ZB Financial Holdings, in its outlook, said that although the economic environment is likely to remain challenging in 2024, as characterised by high levels of inflation, exchange rate volatility, and climatic changes, particularly the effects of El Nino, the group is confident that set strategies will assist it in navigating these erratic economic conditions through the implementation of effective front-end systems, brand equity promotion, and continuation of its mantra of creating happy people.

First Capital Bank (FCB) said the operating environment presents risks and opportunities, and the bank remains positive about growth prospects in the medium term through diligently harnessing the opportunities while exercising robust risk and cost management.

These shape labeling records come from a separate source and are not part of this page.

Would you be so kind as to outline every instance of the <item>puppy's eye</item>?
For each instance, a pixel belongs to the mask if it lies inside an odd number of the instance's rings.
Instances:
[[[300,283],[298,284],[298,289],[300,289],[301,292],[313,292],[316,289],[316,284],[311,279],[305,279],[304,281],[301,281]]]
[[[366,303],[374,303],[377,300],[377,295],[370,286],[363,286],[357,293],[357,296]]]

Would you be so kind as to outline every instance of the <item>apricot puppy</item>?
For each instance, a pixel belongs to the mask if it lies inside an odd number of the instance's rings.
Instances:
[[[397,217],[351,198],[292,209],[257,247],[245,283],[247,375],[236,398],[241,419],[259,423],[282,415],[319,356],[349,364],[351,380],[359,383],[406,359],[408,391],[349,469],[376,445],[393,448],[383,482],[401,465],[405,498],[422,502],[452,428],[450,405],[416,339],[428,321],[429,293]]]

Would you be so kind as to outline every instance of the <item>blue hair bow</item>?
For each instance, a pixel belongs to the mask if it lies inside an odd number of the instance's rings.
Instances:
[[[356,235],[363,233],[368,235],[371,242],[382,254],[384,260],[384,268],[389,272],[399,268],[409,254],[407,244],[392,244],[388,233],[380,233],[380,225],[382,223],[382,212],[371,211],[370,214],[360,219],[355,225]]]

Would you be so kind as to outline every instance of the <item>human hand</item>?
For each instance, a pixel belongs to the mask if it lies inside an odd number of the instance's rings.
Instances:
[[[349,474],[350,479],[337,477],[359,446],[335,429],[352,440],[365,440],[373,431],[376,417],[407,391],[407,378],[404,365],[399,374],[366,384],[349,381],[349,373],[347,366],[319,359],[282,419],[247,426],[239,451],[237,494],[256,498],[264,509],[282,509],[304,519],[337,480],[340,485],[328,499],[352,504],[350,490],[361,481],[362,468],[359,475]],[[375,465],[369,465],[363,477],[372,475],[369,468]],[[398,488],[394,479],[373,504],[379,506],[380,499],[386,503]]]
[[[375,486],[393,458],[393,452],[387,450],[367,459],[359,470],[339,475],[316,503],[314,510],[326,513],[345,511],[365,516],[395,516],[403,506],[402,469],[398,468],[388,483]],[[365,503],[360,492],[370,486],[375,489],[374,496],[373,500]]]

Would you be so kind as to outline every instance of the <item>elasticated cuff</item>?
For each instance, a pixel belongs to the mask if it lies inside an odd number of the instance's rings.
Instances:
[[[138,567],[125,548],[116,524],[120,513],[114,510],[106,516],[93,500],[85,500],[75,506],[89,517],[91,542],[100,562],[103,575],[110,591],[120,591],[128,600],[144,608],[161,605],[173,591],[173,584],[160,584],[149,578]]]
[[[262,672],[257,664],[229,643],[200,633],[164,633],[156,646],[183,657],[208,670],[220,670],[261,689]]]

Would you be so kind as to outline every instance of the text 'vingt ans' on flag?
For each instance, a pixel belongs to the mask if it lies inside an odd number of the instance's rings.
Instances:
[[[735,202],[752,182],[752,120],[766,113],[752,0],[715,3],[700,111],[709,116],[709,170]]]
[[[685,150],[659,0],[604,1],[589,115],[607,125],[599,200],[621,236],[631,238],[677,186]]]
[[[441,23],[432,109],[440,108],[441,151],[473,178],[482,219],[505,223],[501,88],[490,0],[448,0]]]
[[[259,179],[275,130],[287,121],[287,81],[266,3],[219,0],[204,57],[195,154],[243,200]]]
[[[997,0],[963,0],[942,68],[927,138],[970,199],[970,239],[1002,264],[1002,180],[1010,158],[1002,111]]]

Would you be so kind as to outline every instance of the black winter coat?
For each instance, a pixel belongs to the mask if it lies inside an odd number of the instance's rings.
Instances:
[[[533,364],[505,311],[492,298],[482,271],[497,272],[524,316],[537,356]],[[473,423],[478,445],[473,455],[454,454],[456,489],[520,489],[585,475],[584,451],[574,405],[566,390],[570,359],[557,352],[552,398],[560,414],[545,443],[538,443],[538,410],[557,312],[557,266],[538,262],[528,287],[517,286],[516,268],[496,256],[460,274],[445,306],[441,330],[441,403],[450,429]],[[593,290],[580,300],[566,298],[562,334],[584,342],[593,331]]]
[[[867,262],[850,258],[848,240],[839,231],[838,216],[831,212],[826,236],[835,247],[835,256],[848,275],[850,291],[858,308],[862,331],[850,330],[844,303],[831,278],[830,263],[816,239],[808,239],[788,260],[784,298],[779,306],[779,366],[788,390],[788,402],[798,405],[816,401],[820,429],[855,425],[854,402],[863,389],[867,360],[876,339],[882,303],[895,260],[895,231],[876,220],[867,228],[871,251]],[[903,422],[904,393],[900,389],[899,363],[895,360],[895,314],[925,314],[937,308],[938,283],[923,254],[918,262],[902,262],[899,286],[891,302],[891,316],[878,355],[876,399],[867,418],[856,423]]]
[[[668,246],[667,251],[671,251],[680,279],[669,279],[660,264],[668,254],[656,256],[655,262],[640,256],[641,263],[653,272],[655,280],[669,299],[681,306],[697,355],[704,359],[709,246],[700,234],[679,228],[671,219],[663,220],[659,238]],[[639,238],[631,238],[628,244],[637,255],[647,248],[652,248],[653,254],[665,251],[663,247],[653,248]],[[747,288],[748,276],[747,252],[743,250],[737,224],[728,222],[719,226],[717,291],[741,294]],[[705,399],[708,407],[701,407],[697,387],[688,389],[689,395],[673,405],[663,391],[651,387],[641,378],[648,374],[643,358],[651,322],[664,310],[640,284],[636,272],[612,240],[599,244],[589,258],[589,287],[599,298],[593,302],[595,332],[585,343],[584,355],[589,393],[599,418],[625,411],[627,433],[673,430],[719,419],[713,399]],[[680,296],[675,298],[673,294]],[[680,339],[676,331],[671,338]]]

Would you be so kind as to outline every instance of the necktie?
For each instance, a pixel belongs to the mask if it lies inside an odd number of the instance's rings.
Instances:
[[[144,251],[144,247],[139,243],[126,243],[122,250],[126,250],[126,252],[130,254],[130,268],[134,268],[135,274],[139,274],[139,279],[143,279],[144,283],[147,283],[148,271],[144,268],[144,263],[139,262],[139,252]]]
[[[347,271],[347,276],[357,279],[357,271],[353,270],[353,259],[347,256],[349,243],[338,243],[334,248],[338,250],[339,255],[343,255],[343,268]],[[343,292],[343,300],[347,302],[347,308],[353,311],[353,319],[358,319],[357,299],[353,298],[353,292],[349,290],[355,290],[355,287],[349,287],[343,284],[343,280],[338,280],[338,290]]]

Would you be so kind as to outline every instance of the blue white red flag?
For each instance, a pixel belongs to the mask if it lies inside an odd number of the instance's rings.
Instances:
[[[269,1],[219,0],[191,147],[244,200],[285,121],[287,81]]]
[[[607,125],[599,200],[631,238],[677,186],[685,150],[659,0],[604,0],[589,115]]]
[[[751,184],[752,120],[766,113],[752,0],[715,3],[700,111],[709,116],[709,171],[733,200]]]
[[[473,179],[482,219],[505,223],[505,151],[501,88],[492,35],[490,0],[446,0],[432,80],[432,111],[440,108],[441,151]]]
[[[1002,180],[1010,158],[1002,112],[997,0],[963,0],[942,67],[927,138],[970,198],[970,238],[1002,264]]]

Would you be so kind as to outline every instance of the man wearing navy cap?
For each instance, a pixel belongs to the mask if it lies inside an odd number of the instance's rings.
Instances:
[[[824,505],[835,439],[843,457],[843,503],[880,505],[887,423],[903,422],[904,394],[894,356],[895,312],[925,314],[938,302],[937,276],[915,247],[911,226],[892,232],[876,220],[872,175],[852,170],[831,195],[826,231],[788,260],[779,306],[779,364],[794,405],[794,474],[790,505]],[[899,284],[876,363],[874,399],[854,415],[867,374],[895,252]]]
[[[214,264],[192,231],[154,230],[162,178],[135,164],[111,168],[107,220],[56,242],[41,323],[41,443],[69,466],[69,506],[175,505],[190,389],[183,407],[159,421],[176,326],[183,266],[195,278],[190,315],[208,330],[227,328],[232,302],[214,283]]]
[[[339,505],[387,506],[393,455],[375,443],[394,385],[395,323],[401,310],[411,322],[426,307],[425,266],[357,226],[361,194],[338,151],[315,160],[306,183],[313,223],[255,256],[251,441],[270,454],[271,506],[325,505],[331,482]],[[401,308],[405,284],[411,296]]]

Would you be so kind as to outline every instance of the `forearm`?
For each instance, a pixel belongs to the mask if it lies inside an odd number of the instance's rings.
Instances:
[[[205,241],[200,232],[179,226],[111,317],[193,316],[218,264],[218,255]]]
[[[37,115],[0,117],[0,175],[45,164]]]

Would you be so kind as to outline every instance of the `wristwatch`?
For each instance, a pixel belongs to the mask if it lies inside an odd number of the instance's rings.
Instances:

“To boost its capacity to support the expected economic rebound, the Bank has mobilised an additional US$15 million line of credit from the African Development Bank. This brings the total available facilities from various regional and international funders to US$48,5 million, significantly enhancing the Bank’s capacity to support growth in the key sectors of the economy and facilitate the anticipated economic rebound,” it said.

Simbisa Brands noted that the relative stability of the ZiG since its introduction has been beneficial in retaining customers, preserving operating margins, and reducing borrowing costs.

It, however, said the long-term success of the ZiG and the contingent benefits will depend on both market confidence and the Government’s commitment to consistent monetary policy.

Transport and logistics company Unifreight said Zimbabwean fuel is the most expensive, with the pump price at US$1,68 compared to US$1,11 in Zambia.

Additionally, vehicle registration is also significantly higher at US$1,560 compared to only US$132 in Zambia.

“These exorbitant costs make operating a cross-border fleet in Zimbabwe less attractive. Duties levied on diesel currently stand at US$0,427c, and 25 percent of export proceeds are converted into ZiG, which cannot be freely converted back into USD at the controlled exchange rates published by the Reserve Bank.

“Luckily, Unifreight has a flexible business model that allows us to change the number of assets running cross-border as we need,” the company said.